Prima Categoria, Girone D: Real Ariano e Accadia avanzano

Le due squadre restano entrambe al primo posto

Ariano Irpino.  

In Prima Categoria, nel week end appena trascorso, si è giocata la ventitreesima giornata, l’ottava del girone di ritorno. Nel girone D continua il testa a testa tra lo Sporting Accadia e il Real Ariano Irpino. I pugliesi nell’ultimo turno hanno superato per cinque a due lo Sturno. Sulla carta può sembrare che sia stato tutto facile per lo Sporting Accadia ma cosi’ non è stato visto che lo Sturno è riuscito a giocare alla pari fino alla fine del primo tempo quando il risultato era di due a due. Non è bastata agli irpini una doppietta di Cangero. Alla fine il valore superiore della squadra pugliese è venuto fuori condannando lo Sturno alla seconda sconfitta consecutiva. Al pari passo della compagine pugliese, costituita da nomi importanti che sono stati protagonisti in squadre irpine nel passato, c’è il Real Ariano di mister Marinaccio. Gli ufitani domenica scorsa hanno superato agevolmente in trasferta il Gravit Walter con un perentorio cinque a zero e fino alla fine lotteranno per conquistare il primato, che fino a poche settimane fa sembrava cosa quasi impossibile. I ragazzi di Marinaccio sono stati bravi ad approfittare di alcuni passi falsi della compagine pugliese e di agganciare il primo posto. Il merito va soprattutto alla squadra che, dopo la sconfitta interna con l’Atletico Taurasi, ha collezionato ben dodici vittorie nelle ultime tredici gare giocate. Numeri impressionanti che stanno a significare il valore di una squadra partita con l’ambizione di centrare i play off ma che a questo punto del campionato, a meno sette giornate dal termine, può certamente fare meglio e sognare la promozione diretta.

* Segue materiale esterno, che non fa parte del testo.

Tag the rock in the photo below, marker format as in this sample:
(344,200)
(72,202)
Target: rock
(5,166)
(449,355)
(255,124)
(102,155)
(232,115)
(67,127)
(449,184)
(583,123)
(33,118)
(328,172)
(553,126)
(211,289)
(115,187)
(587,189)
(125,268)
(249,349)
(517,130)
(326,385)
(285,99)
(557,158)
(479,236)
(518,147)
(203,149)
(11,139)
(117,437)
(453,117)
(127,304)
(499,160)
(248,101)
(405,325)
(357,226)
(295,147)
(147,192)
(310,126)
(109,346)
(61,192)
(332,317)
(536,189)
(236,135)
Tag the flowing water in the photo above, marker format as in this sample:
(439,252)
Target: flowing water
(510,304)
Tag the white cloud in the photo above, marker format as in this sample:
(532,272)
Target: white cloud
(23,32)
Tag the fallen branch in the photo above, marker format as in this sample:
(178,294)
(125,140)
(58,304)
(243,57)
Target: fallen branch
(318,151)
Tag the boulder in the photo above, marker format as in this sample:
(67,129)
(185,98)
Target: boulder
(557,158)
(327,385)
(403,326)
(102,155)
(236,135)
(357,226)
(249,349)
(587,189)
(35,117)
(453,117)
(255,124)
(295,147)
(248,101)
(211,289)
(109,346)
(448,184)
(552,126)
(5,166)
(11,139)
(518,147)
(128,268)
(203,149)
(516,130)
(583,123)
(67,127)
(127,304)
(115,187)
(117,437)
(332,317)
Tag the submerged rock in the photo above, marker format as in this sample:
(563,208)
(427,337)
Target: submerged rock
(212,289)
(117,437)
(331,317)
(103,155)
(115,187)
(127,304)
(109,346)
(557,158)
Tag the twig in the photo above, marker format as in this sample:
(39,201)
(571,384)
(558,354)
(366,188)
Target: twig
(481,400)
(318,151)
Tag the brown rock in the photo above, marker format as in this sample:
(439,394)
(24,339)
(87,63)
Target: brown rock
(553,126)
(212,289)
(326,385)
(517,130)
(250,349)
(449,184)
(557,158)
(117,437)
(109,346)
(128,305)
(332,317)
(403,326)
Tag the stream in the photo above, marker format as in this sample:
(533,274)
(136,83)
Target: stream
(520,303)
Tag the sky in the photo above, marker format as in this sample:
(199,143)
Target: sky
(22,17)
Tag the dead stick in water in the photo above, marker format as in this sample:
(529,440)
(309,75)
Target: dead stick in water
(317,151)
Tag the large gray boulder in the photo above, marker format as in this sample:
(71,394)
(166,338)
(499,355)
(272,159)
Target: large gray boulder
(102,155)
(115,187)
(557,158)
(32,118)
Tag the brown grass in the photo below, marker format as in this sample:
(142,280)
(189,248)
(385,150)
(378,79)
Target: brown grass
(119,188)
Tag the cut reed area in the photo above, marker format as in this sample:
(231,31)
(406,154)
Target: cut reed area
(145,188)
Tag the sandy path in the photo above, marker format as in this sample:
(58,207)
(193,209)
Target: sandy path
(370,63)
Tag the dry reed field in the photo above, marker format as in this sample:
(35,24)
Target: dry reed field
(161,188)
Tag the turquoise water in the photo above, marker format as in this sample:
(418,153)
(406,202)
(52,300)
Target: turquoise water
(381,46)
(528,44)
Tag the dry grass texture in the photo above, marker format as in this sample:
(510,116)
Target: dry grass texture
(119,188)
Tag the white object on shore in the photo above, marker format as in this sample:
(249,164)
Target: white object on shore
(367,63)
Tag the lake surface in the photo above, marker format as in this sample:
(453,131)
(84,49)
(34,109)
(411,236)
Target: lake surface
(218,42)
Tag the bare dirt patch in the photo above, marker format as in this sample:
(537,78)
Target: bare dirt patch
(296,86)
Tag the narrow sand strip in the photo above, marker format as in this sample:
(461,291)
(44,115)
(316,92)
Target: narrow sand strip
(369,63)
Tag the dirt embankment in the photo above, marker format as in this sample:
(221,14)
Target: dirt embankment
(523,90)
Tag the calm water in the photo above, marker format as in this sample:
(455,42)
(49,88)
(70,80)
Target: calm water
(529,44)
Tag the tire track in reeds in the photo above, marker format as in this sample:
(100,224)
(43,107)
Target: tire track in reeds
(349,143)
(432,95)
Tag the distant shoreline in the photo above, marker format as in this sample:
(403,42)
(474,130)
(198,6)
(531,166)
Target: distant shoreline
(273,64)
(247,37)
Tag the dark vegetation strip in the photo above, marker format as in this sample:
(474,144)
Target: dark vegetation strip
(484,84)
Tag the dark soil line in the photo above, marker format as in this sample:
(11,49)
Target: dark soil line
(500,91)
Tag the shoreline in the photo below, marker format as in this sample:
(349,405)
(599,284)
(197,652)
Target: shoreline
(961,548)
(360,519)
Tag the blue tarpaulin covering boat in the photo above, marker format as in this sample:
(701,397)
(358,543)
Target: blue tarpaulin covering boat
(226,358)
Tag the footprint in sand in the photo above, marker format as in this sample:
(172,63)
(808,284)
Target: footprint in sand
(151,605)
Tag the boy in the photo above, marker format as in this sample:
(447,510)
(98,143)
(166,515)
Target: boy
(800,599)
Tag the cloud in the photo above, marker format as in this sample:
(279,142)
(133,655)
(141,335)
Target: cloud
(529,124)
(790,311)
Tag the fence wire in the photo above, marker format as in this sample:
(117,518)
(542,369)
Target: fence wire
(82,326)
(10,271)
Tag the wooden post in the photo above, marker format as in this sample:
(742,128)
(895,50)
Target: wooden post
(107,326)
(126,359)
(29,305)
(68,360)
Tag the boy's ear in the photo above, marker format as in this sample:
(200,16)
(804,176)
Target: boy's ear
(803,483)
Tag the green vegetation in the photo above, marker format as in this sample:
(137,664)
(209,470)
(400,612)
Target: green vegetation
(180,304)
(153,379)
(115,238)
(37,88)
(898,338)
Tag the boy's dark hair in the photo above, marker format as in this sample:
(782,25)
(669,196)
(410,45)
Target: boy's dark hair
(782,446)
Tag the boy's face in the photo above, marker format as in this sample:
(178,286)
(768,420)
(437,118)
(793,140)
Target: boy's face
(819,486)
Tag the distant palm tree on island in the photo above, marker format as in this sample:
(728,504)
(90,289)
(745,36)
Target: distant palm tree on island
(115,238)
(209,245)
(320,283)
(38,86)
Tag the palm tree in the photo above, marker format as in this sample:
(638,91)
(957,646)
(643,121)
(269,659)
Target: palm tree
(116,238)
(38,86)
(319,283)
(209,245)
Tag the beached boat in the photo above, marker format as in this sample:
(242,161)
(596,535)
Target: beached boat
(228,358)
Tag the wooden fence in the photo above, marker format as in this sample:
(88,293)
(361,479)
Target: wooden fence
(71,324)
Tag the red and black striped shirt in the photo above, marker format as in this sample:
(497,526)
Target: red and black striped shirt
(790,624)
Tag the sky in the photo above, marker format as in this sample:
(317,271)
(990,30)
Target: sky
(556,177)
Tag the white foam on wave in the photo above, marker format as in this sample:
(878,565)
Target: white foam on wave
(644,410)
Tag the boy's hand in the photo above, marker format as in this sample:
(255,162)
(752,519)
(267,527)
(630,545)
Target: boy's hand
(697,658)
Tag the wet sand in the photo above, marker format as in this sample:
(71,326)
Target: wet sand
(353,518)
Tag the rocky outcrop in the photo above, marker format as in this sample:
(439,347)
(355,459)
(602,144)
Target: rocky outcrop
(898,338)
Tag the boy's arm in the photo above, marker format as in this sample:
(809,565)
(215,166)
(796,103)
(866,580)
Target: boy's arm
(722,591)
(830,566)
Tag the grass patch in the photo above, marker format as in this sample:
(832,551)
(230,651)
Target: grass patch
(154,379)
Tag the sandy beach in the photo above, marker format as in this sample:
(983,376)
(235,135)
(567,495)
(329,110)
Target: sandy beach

Bene anche Lacedonia e Atletico Taurasi. I padroni di casa, reduci da sette vittorie consecutive, conquistano un punto prezioso che permette di consolidare sempre di più il quinto posto in classifica. Fuori dalla Coppa Campania, l’Atletico Taurasi invece deve concentrarsi sul campionato dove il terzo posto, Artemisium permettendo, può essere ancora alla portata per la squadra di Cappuccio.